24 Şubat 2013 Pazar

SELÇUK ÜNİVERSİTESİ HUKUK FAKÜLTESİ MEDENİ HUKUK ABD BORÇLAR HUKUKU GENEL HÜKÜMLER SEMİNERLERİ I (7-8 MART 2013 Normal Öğretim PERŞEMBE Saat 14.45-15.30 ve İkinci Öğretim CUMA Saat 10.00-12.00[1])
DAVA KONUSU OLAYIN ÖZETİ
Davacı Şirket Yetkilileri, davalı Murtaza ile ortak arkadaş vesilesiyle tanışmışlar ve davalı Alfa bölgesinde bulunan arazisini değerlendirmek amacıyla davacı şirketle görüşmeler yapmaya başlamıştır.

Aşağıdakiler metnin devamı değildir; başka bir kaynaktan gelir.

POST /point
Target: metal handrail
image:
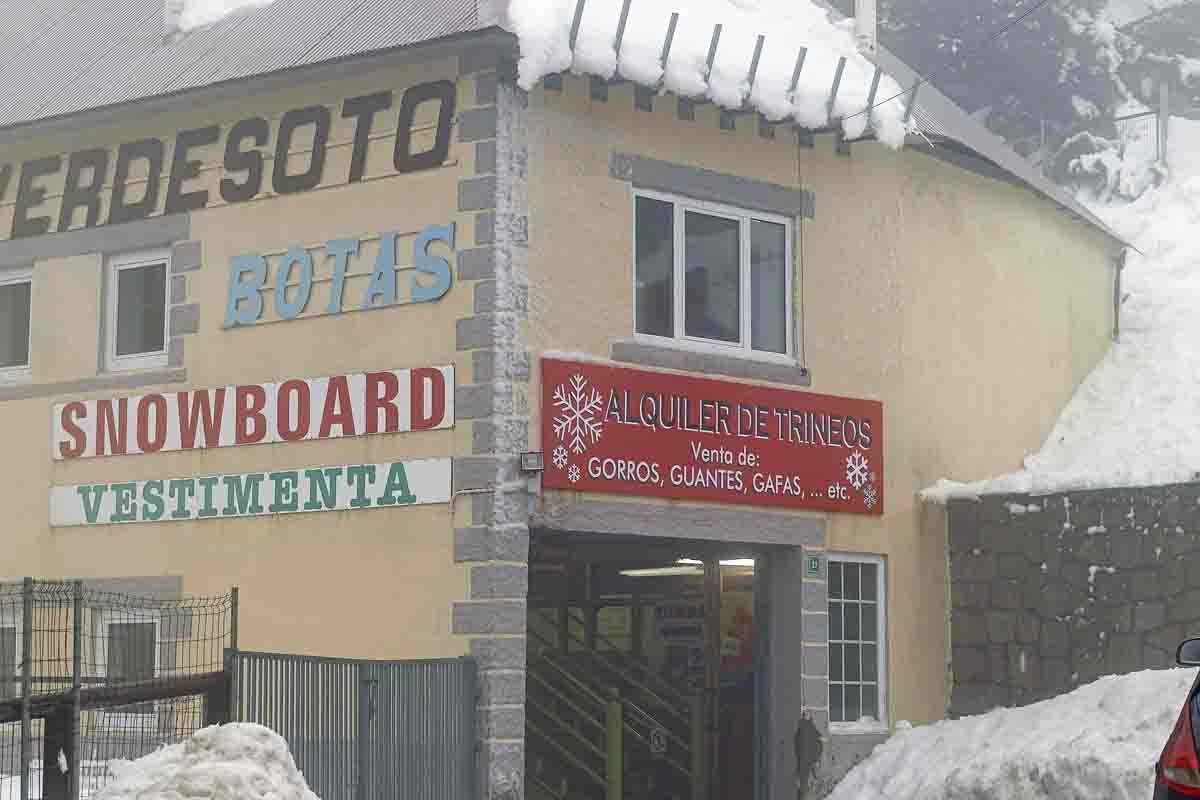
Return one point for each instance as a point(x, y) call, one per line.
point(565, 753)
point(587, 743)
point(583, 713)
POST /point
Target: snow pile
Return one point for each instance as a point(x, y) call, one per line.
point(1135, 420)
point(205, 12)
point(544, 29)
point(1101, 740)
point(231, 762)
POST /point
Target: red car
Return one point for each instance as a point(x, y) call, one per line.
point(1177, 773)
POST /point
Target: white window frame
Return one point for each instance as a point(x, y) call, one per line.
point(117, 264)
point(881, 602)
point(101, 619)
point(11, 618)
point(743, 349)
point(21, 372)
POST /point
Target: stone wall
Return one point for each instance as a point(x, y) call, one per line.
point(1051, 591)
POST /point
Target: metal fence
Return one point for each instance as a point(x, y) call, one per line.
point(367, 729)
point(88, 677)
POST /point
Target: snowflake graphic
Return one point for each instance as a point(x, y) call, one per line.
point(870, 497)
point(857, 468)
point(577, 423)
point(559, 457)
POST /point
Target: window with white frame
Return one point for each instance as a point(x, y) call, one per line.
point(137, 311)
point(713, 276)
point(16, 294)
point(857, 642)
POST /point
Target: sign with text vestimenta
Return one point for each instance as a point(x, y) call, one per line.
point(609, 428)
point(395, 401)
point(349, 487)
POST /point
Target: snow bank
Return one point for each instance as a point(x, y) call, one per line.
point(544, 26)
point(1135, 419)
point(205, 12)
point(1097, 741)
point(231, 762)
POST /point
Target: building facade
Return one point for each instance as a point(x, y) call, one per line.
point(294, 332)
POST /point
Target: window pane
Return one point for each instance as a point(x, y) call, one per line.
point(7, 662)
point(141, 308)
point(870, 581)
point(834, 621)
point(850, 662)
point(837, 713)
point(15, 324)
point(870, 663)
point(713, 280)
point(768, 287)
point(870, 624)
point(131, 651)
point(871, 703)
point(655, 268)
point(850, 581)
point(853, 704)
point(851, 615)
point(834, 579)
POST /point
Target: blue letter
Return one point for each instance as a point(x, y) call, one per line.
point(253, 265)
point(433, 265)
point(341, 250)
point(383, 280)
point(282, 307)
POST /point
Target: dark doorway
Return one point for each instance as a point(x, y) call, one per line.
point(642, 669)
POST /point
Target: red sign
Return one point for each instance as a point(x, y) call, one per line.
point(635, 432)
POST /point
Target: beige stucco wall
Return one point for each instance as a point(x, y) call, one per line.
point(971, 308)
point(372, 583)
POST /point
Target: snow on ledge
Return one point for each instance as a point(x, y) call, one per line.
point(544, 29)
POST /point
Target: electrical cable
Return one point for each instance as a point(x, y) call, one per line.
point(982, 44)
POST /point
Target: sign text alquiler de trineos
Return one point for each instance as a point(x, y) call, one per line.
point(609, 428)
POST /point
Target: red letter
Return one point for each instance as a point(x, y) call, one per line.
point(71, 411)
point(437, 410)
point(283, 410)
point(145, 444)
point(190, 416)
point(337, 394)
point(382, 401)
point(249, 404)
point(114, 427)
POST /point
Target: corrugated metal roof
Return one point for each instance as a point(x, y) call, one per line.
point(940, 118)
point(63, 56)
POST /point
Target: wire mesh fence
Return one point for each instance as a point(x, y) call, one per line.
point(90, 677)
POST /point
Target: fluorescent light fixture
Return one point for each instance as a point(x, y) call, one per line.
point(661, 571)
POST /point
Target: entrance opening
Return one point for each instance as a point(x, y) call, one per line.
point(642, 669)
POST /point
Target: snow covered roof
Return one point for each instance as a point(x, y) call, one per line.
point(61, 58)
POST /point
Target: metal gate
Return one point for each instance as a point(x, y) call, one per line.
point(367, 729)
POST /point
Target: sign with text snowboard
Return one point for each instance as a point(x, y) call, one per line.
point(609, 428)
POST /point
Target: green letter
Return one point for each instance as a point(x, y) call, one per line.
point(151, 500)
point(359, 475)
point(322, 488)
point(207, 507)
point(241, 494)
point(396, 492)
point(183, 488)
point(124, 507)
point(285, 492)
point(91, 497)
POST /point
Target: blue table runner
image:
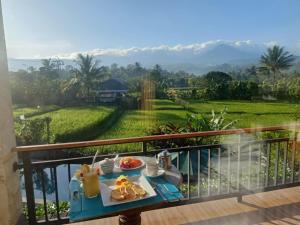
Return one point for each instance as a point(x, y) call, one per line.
point(87, 208)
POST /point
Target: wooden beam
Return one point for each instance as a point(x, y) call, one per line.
point(83, 144)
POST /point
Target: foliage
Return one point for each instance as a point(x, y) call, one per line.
point(34, 111)
point(32, 131)
point(79, 123)
point(64, 208)
point(275, 60)
point(85, 77)
point(193, 123)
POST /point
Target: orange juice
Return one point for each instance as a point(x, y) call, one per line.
point(90, 184)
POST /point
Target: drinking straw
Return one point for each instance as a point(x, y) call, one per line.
point(93, 163)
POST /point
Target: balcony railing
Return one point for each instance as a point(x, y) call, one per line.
point(240, 163)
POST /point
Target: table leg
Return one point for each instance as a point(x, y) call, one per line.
point(133, 218)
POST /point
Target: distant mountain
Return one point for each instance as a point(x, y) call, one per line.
point(197, 58)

Davalı bu görüşmelerde Alfa bölgesinde bulunan arazisinde kaplıca suyunun çıktığını, bu suyun ender sulardan olduğunu söyleyerek devre mülk tesisi kurmak istediğini belirtmiştir. Bu görüşmeler sonucunda söz konusu arazide yapılacak devre mülk için şifahi olarak 2012 mart ayının başlarında taraflar arasında anlaşma sağlanmıştır.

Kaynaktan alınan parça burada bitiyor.